Martha Stewart's Cooking School
Imagine having lifestyle expert Martha Stewart at your side in the kitchen, teaching you how to hold a chef's knife, select the very best ingredients, truss a chicken, and much more. In "Martha's Stewart's Cooking School," you get just that. Based on her eponymous best-selling book, Martha as host will give home cooks a culinary master class. Each half-hour episode will feature demonstrations of classic dish preparations and expert cooking techniques.
Martha Stewart's Cooking School Previous Broadcasts
Steaming (Episode #108H)
KQED 9: Sat, Jan 26, 2013 -- 1:30 PM
This episode is devoted to roasting, a straightforward and adaptable technique that also works well for meat, fish and chicken. Martha's roast chicken showcases the benefits of this method, with a crisp exterior and moist interior. Because roasting so beautifully concentrates the flavors of the ingredients, it's also well suited to vegetables, and Martha includes a recipe for a delicious roasted root vegetable salad. Finally, she prepares a show-stopping dish fit for any holiday table: a green peppercorn-crusted roast tenderloin of beef.
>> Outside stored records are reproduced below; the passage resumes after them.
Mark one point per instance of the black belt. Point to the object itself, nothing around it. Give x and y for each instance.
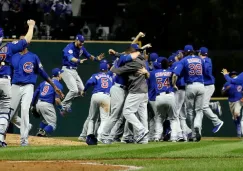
(181, 87)
(70, 67)
(5, 76)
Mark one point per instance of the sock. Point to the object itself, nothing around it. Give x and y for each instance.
(42, 125)
(48, 129)
(238, 120)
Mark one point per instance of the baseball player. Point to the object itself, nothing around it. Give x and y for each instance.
(234, 93)
(26, 65)
(100, 100)
(192, 68)
(44, 99)
(7, 51)
(137, 98)
(83, 134)
(209, 89)
(180, 98)
(165, 99)
(118, 94)
(71, 59)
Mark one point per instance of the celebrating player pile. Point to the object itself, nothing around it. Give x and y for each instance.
(140, 98)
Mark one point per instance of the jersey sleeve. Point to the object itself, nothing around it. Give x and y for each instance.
(178, 69)
(36, 95)
(60, 87)
(17, 46)
(129, 67)
(236, 80)
(86, 54)
(40, 70)
(90, 82)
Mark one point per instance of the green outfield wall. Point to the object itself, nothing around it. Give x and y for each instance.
(50, 54)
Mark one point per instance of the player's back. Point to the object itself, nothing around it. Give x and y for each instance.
(163, 80)
(104, 82)
(47, 92)
(193, 69)
(234, 93)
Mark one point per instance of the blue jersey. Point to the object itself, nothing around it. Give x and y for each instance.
(234, 93)
(121, 79)
(208, 73)
(151, 87)
(162, 79)
(46, 92)
(26, 67)
(7, 52)
(237, 80)
(180, 81)
(192, 68)
(71, 51)
(102, 82)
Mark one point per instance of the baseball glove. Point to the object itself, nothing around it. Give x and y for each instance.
(34, 112)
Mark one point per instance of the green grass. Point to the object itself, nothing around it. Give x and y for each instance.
(205, 155)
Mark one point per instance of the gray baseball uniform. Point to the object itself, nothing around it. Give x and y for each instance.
(209, 90)
(74, 84)
(48, 113)
(118, 96)
(166, 106)
(137, 97)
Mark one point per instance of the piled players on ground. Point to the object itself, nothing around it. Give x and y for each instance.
(140, 98)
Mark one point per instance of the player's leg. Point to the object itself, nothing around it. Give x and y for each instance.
(27, 92)
(5, 97)
(104, 110)
(118, 96)
(143, 115)
(94, 107)
(209, 90)
(235, 108)
(131, 105)
(189, 99)
(199, 101)
(69, 77)
(117, 129)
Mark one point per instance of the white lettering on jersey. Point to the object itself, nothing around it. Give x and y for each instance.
(194, 60)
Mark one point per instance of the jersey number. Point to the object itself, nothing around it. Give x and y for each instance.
(45, 90)
(161, 84)
(195, 69)
(104, 83)
(2, 57)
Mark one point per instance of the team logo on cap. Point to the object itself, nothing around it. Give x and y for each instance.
(28, 67)
(81, 52)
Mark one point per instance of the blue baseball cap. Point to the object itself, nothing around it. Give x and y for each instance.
(203, 51)
(1, 32)
(153, 57)
(172, 58)
(104, 61)
(188, 48)
(80, 38)
(103, 66)
(56, 72)
(136, 47)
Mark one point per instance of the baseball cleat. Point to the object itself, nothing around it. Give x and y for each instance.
(198, 135)
(238, 129)
(219, 109)
(217, 128)
(83, 139)
(141, 136)
(3, 144)
(106, 141)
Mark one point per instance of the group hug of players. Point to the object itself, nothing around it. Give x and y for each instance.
(153, 98)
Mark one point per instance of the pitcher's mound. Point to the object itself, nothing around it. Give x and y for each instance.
(14, 140)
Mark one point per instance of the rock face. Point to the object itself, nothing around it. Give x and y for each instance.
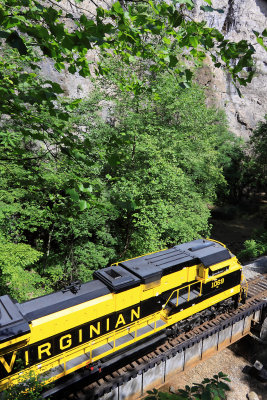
(237, 22)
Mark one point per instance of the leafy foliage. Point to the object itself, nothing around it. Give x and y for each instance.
(30, 389)
(18, 278)
(124, 191)
(209, 389)
(254, 248)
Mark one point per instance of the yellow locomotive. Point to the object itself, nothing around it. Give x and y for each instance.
(131, 301)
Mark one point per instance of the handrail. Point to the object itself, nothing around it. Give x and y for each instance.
(189, 289)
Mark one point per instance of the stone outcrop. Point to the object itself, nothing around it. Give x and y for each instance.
(237, 22)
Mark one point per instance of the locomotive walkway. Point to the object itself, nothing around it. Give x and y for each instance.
(171, 356)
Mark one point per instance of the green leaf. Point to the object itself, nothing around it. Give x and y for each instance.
(15, 41)
(83, 205)
(118, 8)
(207, 8)
(193, 41)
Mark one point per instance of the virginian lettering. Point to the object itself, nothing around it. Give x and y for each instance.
(55, 345)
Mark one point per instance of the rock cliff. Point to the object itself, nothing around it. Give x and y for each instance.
(237, 22)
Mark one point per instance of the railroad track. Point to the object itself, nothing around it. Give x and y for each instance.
(84, 386)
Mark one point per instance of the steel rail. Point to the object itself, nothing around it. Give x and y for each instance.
(86, 385)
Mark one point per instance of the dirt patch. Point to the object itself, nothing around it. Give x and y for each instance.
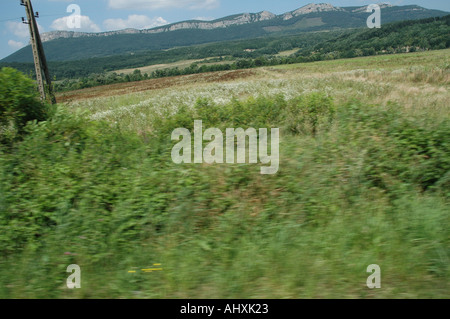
(153, 84)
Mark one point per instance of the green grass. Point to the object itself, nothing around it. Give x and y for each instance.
(370, 187)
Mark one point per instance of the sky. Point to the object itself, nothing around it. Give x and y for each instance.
(109, 15)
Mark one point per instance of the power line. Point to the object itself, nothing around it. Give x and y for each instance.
(41, 16)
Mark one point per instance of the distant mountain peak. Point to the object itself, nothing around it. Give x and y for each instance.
(233, 20)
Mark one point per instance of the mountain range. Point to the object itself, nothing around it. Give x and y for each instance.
(69, 46)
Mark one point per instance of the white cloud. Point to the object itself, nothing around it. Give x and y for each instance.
(64, 24)
(20, 29)
(162, 4)
(16, 45)
(134, 21)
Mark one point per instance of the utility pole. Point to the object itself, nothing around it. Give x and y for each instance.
(40, 62)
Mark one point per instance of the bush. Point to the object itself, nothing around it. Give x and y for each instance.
(19, 104)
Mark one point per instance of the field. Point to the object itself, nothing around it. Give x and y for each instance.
(364, 179)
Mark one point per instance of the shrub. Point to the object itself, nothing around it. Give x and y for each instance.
(19, 104)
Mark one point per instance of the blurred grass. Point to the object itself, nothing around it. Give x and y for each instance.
(371, 186)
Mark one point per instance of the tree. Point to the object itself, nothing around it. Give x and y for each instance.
(19, 104)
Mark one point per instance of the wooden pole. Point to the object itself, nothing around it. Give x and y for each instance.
(40, 62)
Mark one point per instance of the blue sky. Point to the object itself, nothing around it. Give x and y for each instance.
(107, 15)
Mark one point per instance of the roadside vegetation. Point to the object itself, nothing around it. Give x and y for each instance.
(364, 179)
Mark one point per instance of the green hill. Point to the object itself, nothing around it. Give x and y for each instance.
(70, 49)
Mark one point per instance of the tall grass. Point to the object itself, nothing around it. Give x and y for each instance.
(359, 184)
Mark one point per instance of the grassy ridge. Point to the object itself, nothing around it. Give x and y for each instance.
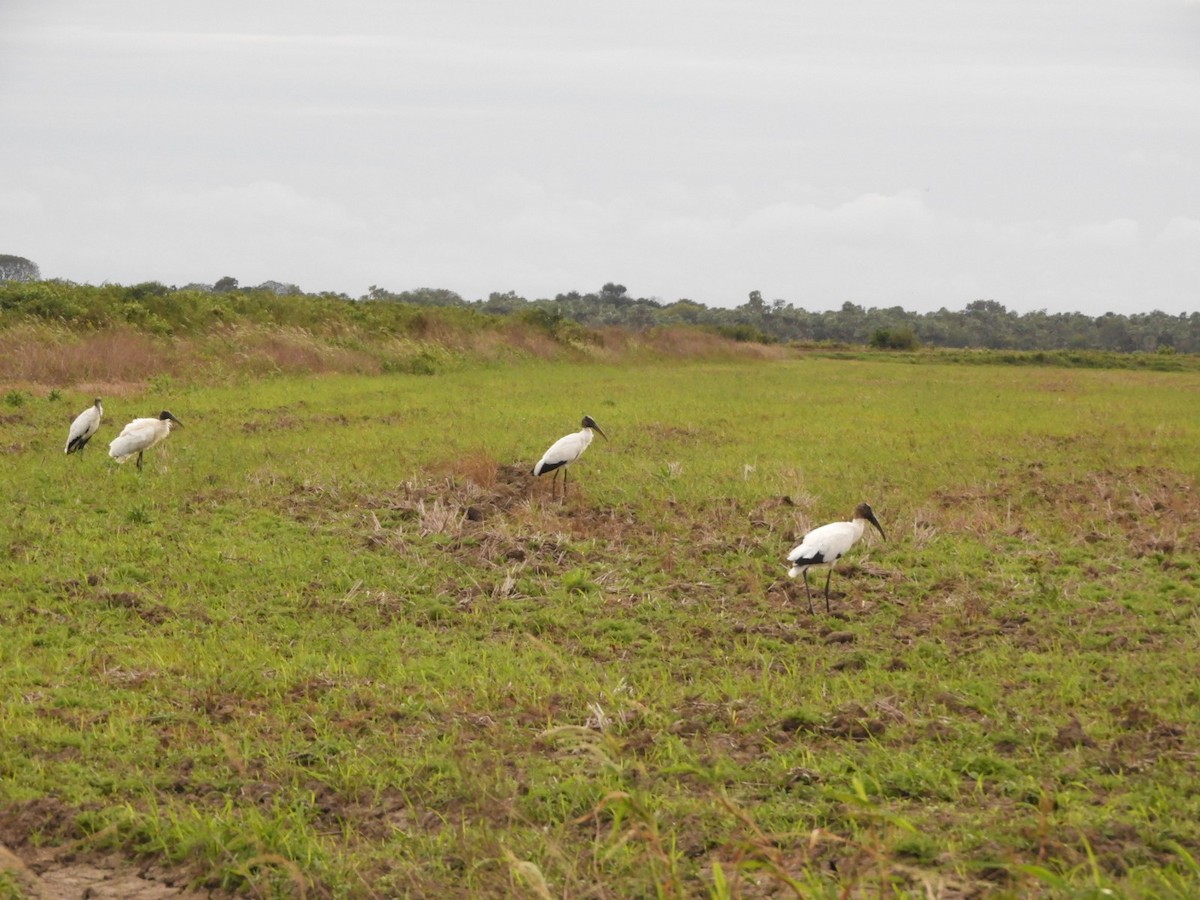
(333, 637)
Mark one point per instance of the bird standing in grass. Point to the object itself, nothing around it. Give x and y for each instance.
(826, 545)
(567, 450)
(84, 426)
(141, 435)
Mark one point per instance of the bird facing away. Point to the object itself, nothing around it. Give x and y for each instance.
(84, 426)
(141, 435)
(567, 450)
(826, 545)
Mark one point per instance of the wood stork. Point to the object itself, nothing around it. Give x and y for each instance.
(141, 435)
(567, 450)
(83, 427)
(827, 544)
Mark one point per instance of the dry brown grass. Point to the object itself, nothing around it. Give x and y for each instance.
(120, 360)
(40, 355)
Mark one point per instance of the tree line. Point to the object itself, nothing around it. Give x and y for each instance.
(979, 324)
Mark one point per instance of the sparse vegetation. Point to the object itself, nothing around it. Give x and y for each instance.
(334, 640)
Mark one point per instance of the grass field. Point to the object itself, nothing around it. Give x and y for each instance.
(334, 641)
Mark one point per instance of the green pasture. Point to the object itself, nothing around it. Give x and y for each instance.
(334, 641)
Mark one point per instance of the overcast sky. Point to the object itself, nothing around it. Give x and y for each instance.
(1044, 154)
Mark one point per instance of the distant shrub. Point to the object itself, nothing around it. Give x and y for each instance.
(894, 339)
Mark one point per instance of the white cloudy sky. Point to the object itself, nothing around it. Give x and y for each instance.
(1041, 153)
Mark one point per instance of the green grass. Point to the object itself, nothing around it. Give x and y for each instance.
(333, 639)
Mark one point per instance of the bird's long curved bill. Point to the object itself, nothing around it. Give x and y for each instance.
(879, 528)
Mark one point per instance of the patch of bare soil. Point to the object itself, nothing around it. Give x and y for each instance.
(70, 871)
(96, 879)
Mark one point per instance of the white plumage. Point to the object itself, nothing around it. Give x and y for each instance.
(826, 545)
(141, 435)
(567, 450)
(83, 427)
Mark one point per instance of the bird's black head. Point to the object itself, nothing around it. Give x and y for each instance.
(864, 510)
(589, 423)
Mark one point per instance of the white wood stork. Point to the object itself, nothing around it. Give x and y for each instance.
(826, 545)
(567, 450)
(141, 435)
(83, 427)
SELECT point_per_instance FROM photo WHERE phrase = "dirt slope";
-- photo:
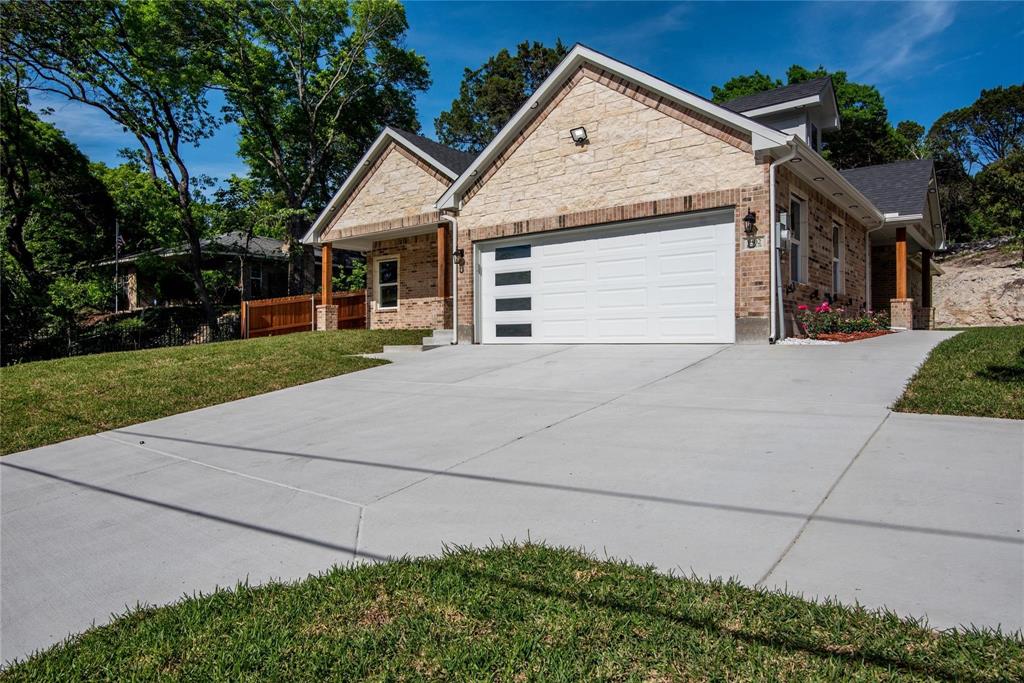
(980, 288)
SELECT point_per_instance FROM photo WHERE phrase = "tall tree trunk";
(301, 262)
(196, 265)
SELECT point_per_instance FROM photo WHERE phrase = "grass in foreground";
(52, 400)
(979, 372)
(513, 613)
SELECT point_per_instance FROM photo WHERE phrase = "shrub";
(824, 319)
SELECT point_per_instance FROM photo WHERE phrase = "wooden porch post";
(900, 262)
(441, 261)
(926, 279)
(327, 272)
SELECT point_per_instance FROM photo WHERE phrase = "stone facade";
(419, 305)
(821, 213)
(645, 158)
(398, 190)
(884, 287)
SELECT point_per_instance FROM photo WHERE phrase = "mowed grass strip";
(52, 400)
(517, 613)
(980, 372)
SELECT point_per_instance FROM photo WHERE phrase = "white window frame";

Dressing and Emulsions (Episode #107H)
KQED 9: Sat, Jan 5, 2013 -- 1:30 PM
Homemade dressings far outshine any store-bought varieties, and Martha will show you how easy it is to make your own. She starts the lesson with a delicious shallot vinaigrette prepared two ways: whisked directly in the bottom of a salad bowl and shaken in a small jar. She also makes a creamy blue cheese dressing - just the thing for drizzling onto a wedge of iceberg lettuce. And you can make your own mayonnaise, too. Follow Martha's step-by-step instructions, then use it to prepare the most delectable BLT.